Before imputation, it's important to understand your missing data patterns:

```{r summarise-missing}
miss <- summarise_missingness(dat, vars)
```

## Missing by Visit

```{r by-visit}
print(miss$by_visit)
```

## Subject Patterns

```{r patterns}
print(miss$patterns)
```

## Summary by Treatment Group

```{r summary}
print(miss$summary)
```

The three pattern types are:

* **complete**: No missing outcome values
* **monotone**: Once a value is missing, all subsequent visits are also missing (dropout)
* **intermittent**: Missing values with observed values both before and after

# Preparing ICE Data

When subjects discontinue treatment, you may want to apply reference-based imputation strategies (see the [`{rbmi}` documentation](https://openpharma.github.io/rbmi/latest-tag/articles/quickstart.html) for details on intercurrent event handling).

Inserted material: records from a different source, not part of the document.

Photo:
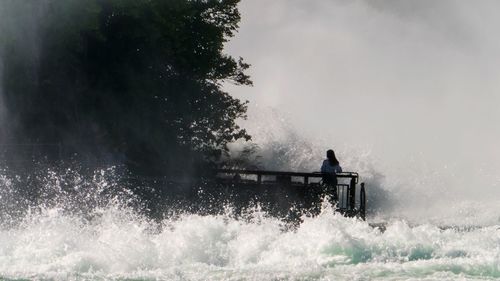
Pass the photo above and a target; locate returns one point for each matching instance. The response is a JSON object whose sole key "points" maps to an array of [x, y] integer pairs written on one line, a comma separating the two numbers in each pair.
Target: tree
{"points": [[137, 80]]}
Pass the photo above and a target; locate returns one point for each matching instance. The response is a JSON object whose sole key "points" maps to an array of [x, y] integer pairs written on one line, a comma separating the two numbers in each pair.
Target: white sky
{"points": [[409, 79]]}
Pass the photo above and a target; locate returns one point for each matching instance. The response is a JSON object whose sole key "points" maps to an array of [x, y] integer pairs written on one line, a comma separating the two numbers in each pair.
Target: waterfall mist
{"points": [[409, 88]]}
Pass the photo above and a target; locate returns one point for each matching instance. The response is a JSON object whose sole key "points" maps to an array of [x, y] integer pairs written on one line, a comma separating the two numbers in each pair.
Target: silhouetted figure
{"points": [[330, 168]]}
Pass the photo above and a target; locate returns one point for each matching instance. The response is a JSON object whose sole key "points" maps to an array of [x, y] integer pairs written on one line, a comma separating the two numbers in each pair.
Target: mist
{"points": [[409, 88]]}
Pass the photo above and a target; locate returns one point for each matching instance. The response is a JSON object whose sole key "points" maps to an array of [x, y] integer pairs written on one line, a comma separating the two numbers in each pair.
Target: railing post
{"points": [[362, 202], [352, 194]]}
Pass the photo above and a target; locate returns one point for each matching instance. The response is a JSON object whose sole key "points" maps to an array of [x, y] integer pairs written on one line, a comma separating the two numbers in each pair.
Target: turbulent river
{"points": [[50, 239]]}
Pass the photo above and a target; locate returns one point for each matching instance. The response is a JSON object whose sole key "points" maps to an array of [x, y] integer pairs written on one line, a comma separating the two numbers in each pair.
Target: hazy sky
{"points": [[410, 79]]}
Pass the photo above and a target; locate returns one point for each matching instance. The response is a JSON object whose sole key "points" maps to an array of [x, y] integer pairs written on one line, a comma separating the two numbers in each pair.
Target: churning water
{"points": [[77, 229]]}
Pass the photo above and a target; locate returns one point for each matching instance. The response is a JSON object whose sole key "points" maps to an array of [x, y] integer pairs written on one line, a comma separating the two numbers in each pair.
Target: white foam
{"points": [[121, 244]]}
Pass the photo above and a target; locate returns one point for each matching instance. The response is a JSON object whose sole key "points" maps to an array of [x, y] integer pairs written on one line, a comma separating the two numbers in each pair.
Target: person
{"points": [[331, 165], [330, 168]]}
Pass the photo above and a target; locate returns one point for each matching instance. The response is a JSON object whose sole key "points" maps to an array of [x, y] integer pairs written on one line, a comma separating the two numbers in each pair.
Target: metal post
{"points": [[352, 194], [362, 202]]}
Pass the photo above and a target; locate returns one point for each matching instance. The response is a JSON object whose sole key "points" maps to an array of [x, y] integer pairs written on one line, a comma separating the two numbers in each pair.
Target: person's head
{"points": [[330, 155]]}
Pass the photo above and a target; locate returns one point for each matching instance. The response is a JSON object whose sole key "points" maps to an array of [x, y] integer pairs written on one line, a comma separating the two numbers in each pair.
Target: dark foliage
{"points": [[138, 81]]}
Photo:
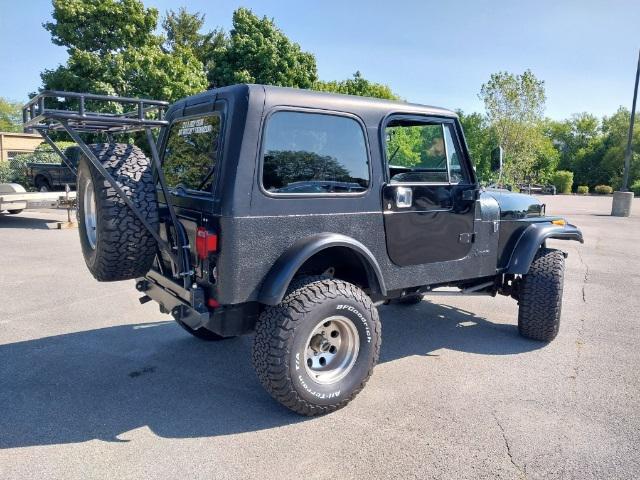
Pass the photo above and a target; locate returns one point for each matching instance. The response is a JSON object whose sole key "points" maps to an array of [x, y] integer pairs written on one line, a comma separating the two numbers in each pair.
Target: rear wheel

The `prepare_data_ice()` function builds the required `data_ice` data.frame from a discontinuation flag:

```{r prepare-ice}
data_ice <- prepare_data_ice(
 data = dat,
 vars = vars,
 ice_col = "DISCFL",
 strategy = "JR"  # Jump to Reference
)

print(data_ice)
```

The function:

* Identifies subjects with ICE flags (`"Y"`, `TRUE`, or `1`)
* Takes the first flagged visit per subject
* Assigns the specified imputation strategy

Available strategies are:

* `"MAR"`: Missing at Random
* `"CR"`: Copy Reference
* `"JR"`: Jump to Reference
* `"CIR"`: Copy Increment from Reference
* `"LMCF"`: Last Mean Carried Forward

# Complete Workflow

Here's how these functions fit into a typical [`{rbmi}`](https://cran.r-project.org/package=rbmi) workflow:

```{r workflow, eval = FALSE}
library(rbmi)
library(rbmiUtils)

# 1. Validate data
validate_data(dat, vars)

# 2. Understand missing patterns
miss <- summarise_missingness(dat, vars)
print(miss$summary)

# 3. Prepare ICE data if needed
data_ice <- prepare_data_ice(dat, vars, ice_col = "DISCFL", strategy = "JR")

# 4. Define method
method <- method_bayes(
 n_samples = 100,
 control = control_bayes(warmup = 200, thin = 2)
)

# 5. Run imputation
draws_obj <- draws(
 data = dat,
 vars = vars,
 data_ice = data_ice,
 method = method
)

# 6. Continue with impute() and analyse()
```

# Summary

The data preparation functions in `{rbmiUtils}` help you:

1. **Catch issues early** with `validate_data()` before running time-consuming imputations
2. **Understand your data** with `summarise_missingness()` to characterize missing data patterns
3. **Simplify ICE handling** with `prepare_data_ice()` to build `data_ice` from flag columns

These utilities complement the core [`{rbmi}`](https://cran.r-project.org/package=rbmi) package and support reproducible, well-documented analysis workflows.

After data preparation, see `vignette('pipeline')` for the complete analysis workflow from imputation through to regulatory tables.